Shirley Pimple

Montreal filmmaker Demetrios Est de l’acropolis will premier his 17-year labor of love Shirley Pimple and the John Wayne Temple at this year’s Vancouver International Film Festival. Produced by Multi-Monde Productions, Est de l’acropolis began filming the $1.2-million feature in 1982, and despite funding and production setbacks, the film is finally ready for viewing.

‘When I started the film I was 19 years old,’ says the director. ‘Back then it was kind of whimsical. I didn’t see it turning into what it has. It kind of got away from me.’

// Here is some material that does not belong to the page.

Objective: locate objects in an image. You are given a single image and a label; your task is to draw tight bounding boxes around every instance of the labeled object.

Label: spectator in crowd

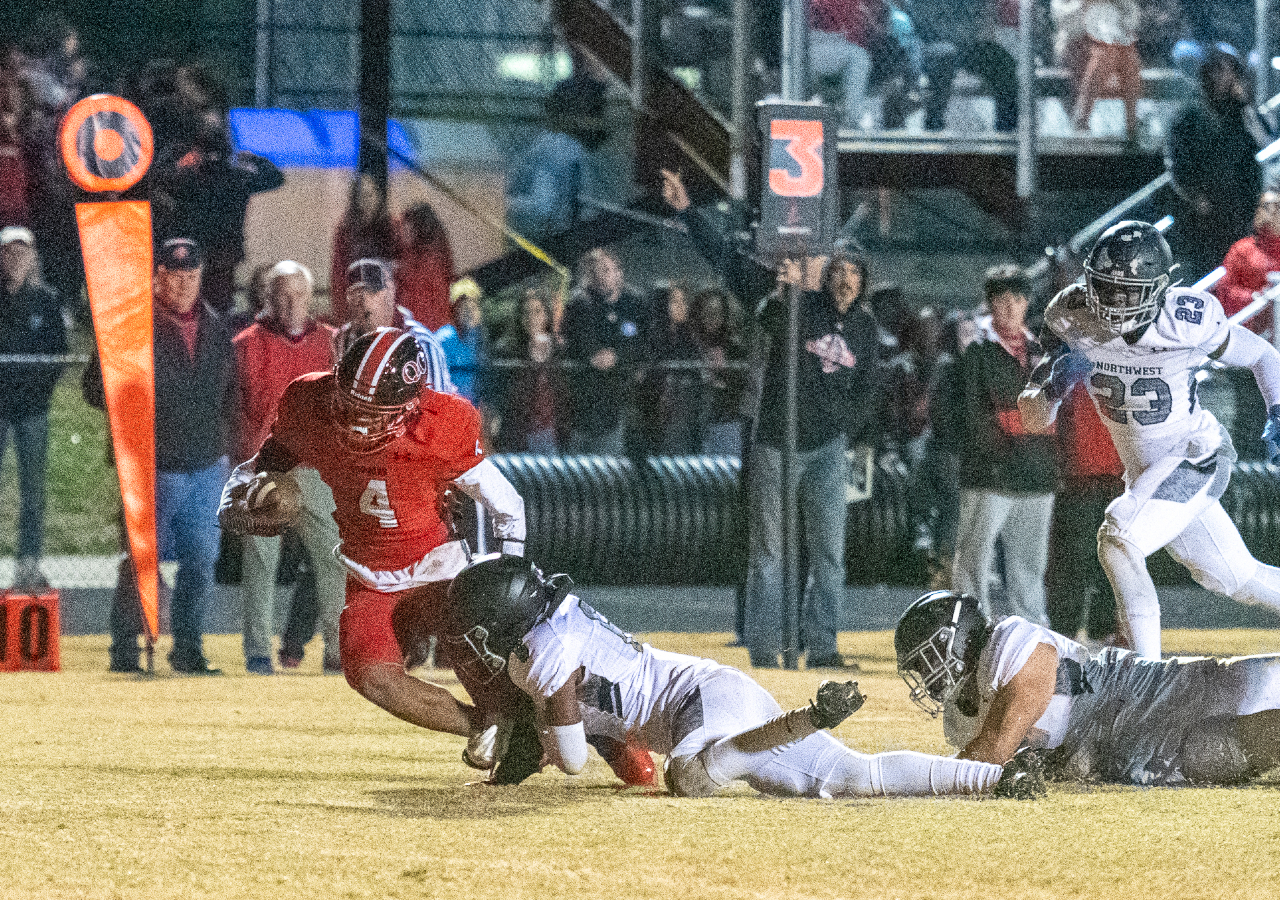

The film is about a child film star named Shirley Pimple (modeled somewhat after Shirley Temple) who has grown up working for a propaganda film company called the John Wayne Institution for the Preservation of American Ideals. Before you laugh, please be advised that there was in fact a John Wayne Institution for the Preservation of American Ideals. It was set up by Senator Joe McCarthy in the 1950s to hunt down communists living and working in the u.s. Ronald Reagan and The Duke himself were each president of the Hollywood chapter at one time.

After working at the John Wayne Institution throughout her childhood, Pimple tires of the centre’s rhetoric, leaves to join rival organization Psychotic Weakling (a term coined by Wayne at the 1969 Oscars when describing Dustin Hoffman’s anti-heroism acting style in Midnight Cowboy), and does battle with her former employer.

The film was initially financed with a small grant from the Canada Council, and as the years progressed, Telefilm Canada, sodec and the National Film Board made contributions.

Est de l’acropolis shot most of the film between 1982 and 1986. By 1992 he had a rough cut and decided he needed more footage to fill some holes. It has taken the last two years to put together the money for post-production.

After 17 years of uncertainty, some might find the fact that the film was even completed astonishing, but Est de l’acropolis says it was extremely important for him to make Shirley Pimple.

‘I always had the notion that there would be always be some kind of gratification at the end of it,’ he says. ‘Completing the film was something that I had been anticipating for so long, and I think that is what kept me going and pushed me not to abandon it.’